Tech / AI
Anthropic Cut Opus 67%. The Meter Runs 35% Faster.
Anthropic cut Opus 67% in November 2025 and its inference margin expanded from 38% to 70% by May 2026. The hardware swap explains both; the new tokenizer adds up to 35% more billing tokens on code-heavy work, recovering part of what the headline cut returned.

Anthropic cut its Opus API rate 67% in November 2025, from $15 to $5 per million input tokens. By May 2026, its inference margin had expanded from 38% to 70%. The compute cost behind that $5 price is $1.50.
The Chip-Hour Math
SemiAnalysis reported in May 2026 that Anthropic's inference margin reached 70%, up from 38% a year earlier. At $5 per million tokens, 30% compute cost is $1.50, down from $3.10 at the prior margin. The gap is the hardware swap.
Anthropic's contracted TPUv7 Ironwood rate runs roughly $1.60 per TPU-hour, against H100 spot rates near $2.40 per chip-hour. For calibration: an 8-GPU H100 pod at $19.20 per hour generates roughly 10 million tokens per hour on a 70B model, a rate of $1.90 per million. Claude Opus is substantially larger; at near-retail H100 rates, the old $3.10 compute cost fits that throughput profile.
TPUv7 pods connect 9,216 chips on a single fabric, against 72 GPUs per NVL72 cluster. More inference traffic stays on fast interconnect; effective utilization rises. The 33% raw chip cost reduction plus batch-efficiency gain explains the 52% fall from $3.10 to $1.50, achieved even after the headline rate dropped 67%.
The Tokenizer Offset
Opus 4.7's new tokenizer produces up to 35% more tokens from identical input, with a 1.0x to 1.35x multiplier running highest on code and structured data. The rate card holds at $5 per million tokens. At the top of that range, a million-token budget processes about 26% less text than it did on the prior model.
The tokenizer is a revenue-side effect. Anthropic earns more billing tokens per equivalent workload while compute scales only with actual token count.
What OpenAI Pays
OpenAI's full-year 2025 inference bill reached $8.4 billion, against $13.1 billion in total revenues and a company-wide adjusted gross margin of 33%.

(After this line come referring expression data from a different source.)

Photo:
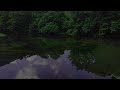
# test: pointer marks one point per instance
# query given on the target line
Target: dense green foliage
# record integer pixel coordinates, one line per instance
(66, 23)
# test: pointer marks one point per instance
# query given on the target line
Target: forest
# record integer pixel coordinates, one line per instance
(78, 24)
(88, 40)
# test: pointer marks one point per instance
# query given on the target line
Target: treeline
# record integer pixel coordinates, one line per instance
(93, 24)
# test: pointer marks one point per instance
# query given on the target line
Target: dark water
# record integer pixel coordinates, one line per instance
(36, 67)
(87, 58)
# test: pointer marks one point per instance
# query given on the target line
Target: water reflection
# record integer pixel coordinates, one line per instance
(36, 67)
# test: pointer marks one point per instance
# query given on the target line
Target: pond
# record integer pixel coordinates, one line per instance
(60, 59)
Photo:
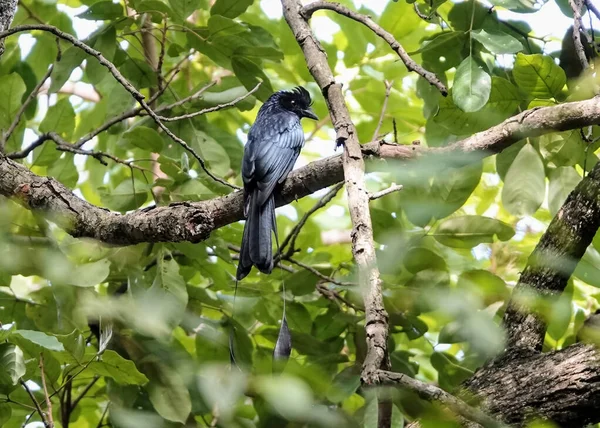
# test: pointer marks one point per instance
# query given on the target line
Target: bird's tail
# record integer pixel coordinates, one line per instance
(256, 247)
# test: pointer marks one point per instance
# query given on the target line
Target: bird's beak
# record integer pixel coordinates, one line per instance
(310, 114)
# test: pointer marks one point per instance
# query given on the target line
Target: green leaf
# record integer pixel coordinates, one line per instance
(211, 344)
(144, 138)
(184, 8)
(139, 73)
(329, 325)
(222, 26)
(289, 396)
(60, 118)
(5, 413)
(171, 287)
(41, 339)
(497, 42)
(230, 8)
(250, 74)
(524, 185)
(344, 384)
(418, 259)
(444, 50)
(472, 86)
(502, 103)
(103, 10)
(64, 170)
(520, 6)
(106, 43)
(167, 391)
(215, 156)
(450, 373)
(12, 89)
(539, 76)
(118, 368)
(90, 274)
(126, 196)
(12, 364)
(562, 181)
(222, 388)
(563, 148)
(471, 230)
(71, 58)
(484, 283)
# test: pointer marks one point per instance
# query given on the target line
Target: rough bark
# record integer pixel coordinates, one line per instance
(561, 386)
(178, 222)
(553, 261)
(193, 222)
(363, 246)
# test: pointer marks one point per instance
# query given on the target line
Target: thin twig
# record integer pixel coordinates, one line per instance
(432, 393)
(85, 391)
(592, 8)
(577, 5)
(35, 403)
(103, 416)
(189, 98)
(388, 90)
(291, 238)
(319, 274)
(48, 401)
(138, 96)
(185, 145)
(211, 109)
(24, 106)
(393, 188)
(411, 65)
(161, 56)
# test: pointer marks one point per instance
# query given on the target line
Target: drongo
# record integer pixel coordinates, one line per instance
(274, 143)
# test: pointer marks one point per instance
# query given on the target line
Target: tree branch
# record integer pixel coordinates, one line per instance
(211, 109)
(6, 135)
(363, 247)
(35, 403)
(124, 82)
(433, 393)
(553, 261)
(411, 65)
(194, 221)
(577, 6)
(560, 386)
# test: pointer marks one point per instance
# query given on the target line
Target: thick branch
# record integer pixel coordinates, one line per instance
(411, 65)
(553, 261)
(433, 393)
(560, 386)
(194, 222)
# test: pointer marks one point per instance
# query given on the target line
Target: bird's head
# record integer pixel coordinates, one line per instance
(297, 101)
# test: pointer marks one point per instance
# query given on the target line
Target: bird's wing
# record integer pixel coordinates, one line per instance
(275, 157)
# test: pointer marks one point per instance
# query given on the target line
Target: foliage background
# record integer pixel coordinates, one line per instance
(450, 244)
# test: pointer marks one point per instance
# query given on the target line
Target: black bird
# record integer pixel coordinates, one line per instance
(274, 143)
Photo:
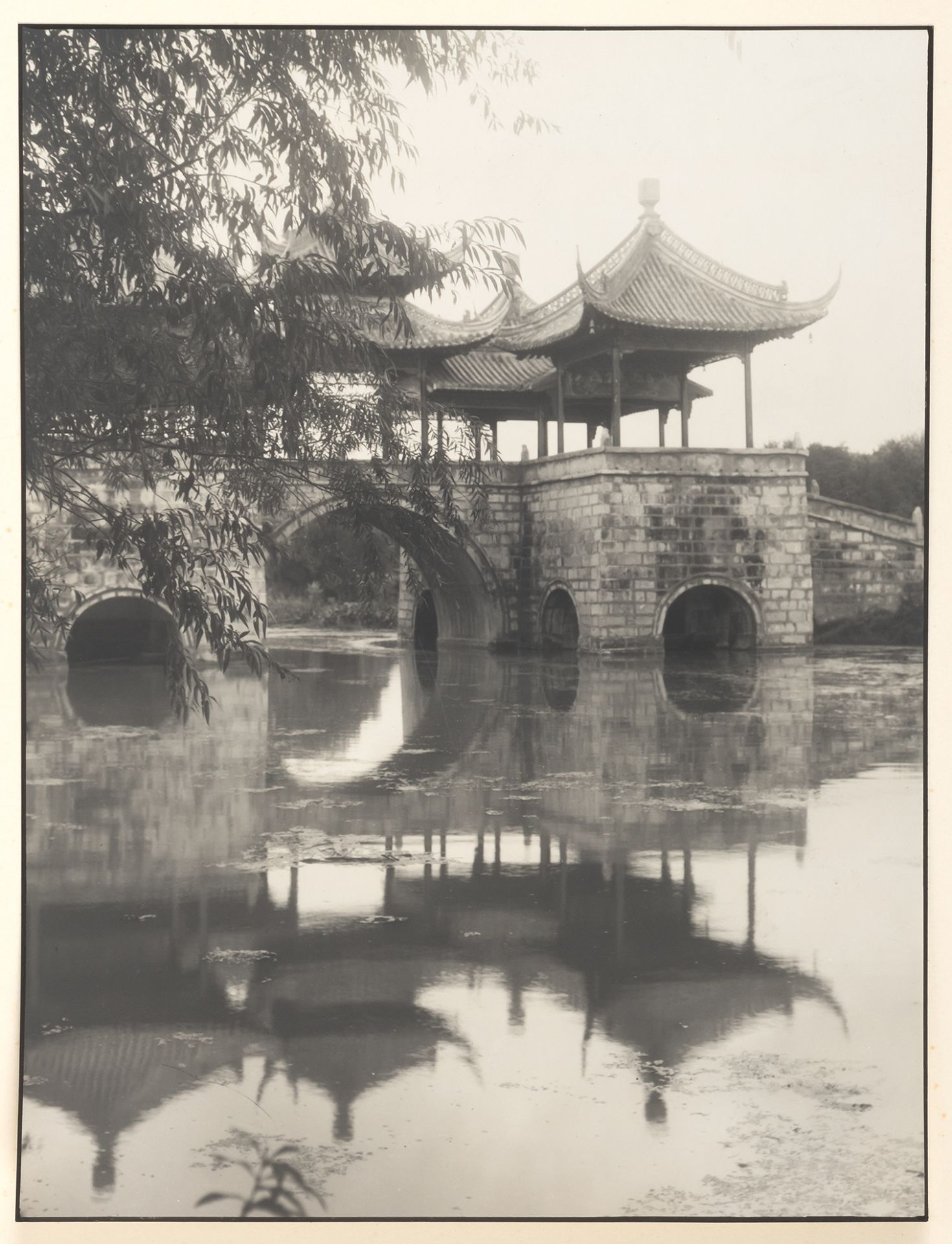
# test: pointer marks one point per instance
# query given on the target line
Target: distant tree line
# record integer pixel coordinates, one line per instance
(891, 478)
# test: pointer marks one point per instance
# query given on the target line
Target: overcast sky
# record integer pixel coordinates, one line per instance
(781, 154)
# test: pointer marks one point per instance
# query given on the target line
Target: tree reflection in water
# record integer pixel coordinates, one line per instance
(550, 825)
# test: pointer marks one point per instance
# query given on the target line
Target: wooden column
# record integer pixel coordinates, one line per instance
(685, 411)
(615, 396)
(747, 398)
(543, 437)
(424, 415)
(661, 420)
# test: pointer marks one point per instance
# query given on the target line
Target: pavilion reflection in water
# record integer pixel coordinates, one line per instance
(603, 918)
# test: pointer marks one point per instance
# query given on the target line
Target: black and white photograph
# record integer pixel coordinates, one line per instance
(475, 529)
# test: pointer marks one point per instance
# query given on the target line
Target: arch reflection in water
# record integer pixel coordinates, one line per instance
(560, 682)
(425, 628)
(711, 682)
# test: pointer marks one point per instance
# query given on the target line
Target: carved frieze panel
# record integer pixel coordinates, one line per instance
(593, 378)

The H1 picture was starker. Azure billing records reviewed by Ed Zitron showed $5.02 billion in inference spending in the first half of 2025, against $4.3 billion in total revenues for the same period. Inference costs exceeded all company revenue; OpenAI runs on Azure spot rates with no contracted-fleet cost offset.
The November price cut points to a structural advantage that compounds. Anthropic's per-token cost fell on hardware and rose on billing simultaneously. Both levers remain unavailable to a competitor running on Azure spot rates.
Anthropic committed $100 billion to AWS over ten years in April, including nearly 1 GW of Trainium3 capacity coming online by December 2026. If the rate card holds at $5 when that hardware lands, any provider paying spot rates faces a gap that no model improvement closes.